According to Credit Suisse First Boston, Japan accounts for about 22 percent of Coke's worldwide profits, even though it generates just 5 percent of Coke's sales volume. That makes each case sold more profitable than anywhere else, including the United States, where volume is far greater.
In Japan, however, Coke finds itself "at a crossroads" with its bottlers, said Bill Pecoriello of Morgan Stanley. "The bottlers are trying to focus on their profits," he said, while Coke believes bottlers can cut costs as one way to improve results.
That tactic is being pursued through joint buying of many goods needed to produce soft drinks, Minnick said.

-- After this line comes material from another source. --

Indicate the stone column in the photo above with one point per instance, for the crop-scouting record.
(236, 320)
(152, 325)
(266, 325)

Coke itself has cut costs, too, including a 40 percent staff reduction in 2000.
There are other changes in the works. Japan has 15 different Coke bottlers. They produce most, but not all, of the beverages they sell. In one move that could appease them, Coke is negotiating to give bottlers part ownership in a Coke-owned unit that makes tea drinks.
At the moment, bottlers handle distribution of the popular products but don't make as much money because they aren't the manufacturers.
On the other hand, Minnick said, she'd also like to increase joint manufacturing as a way to cut costs. "It involves some hard choices," she said. Cuts would be likely. Even with those kinds of changes in mind, Coke is "perfectly comfortable" with having so many bottlers, Minnick said, so forced consolidation is not on the table.
Hisashi Nakai, an analyst who follows the beverage industry in Japan, said he believes Coke and its bottlers can solve their problems but "only when Japan's national economic problems will be solved."
As for other changes in the marketplace, the reality is that Japan always has been an evolving place. Consumers there are well-known for constantly shifting to new products.
What Coke faces is a "Herculean task," Faucher said, that doesn't offer easy solutions. "We think that over the next several years, system profitability will continue to come under significant pressure."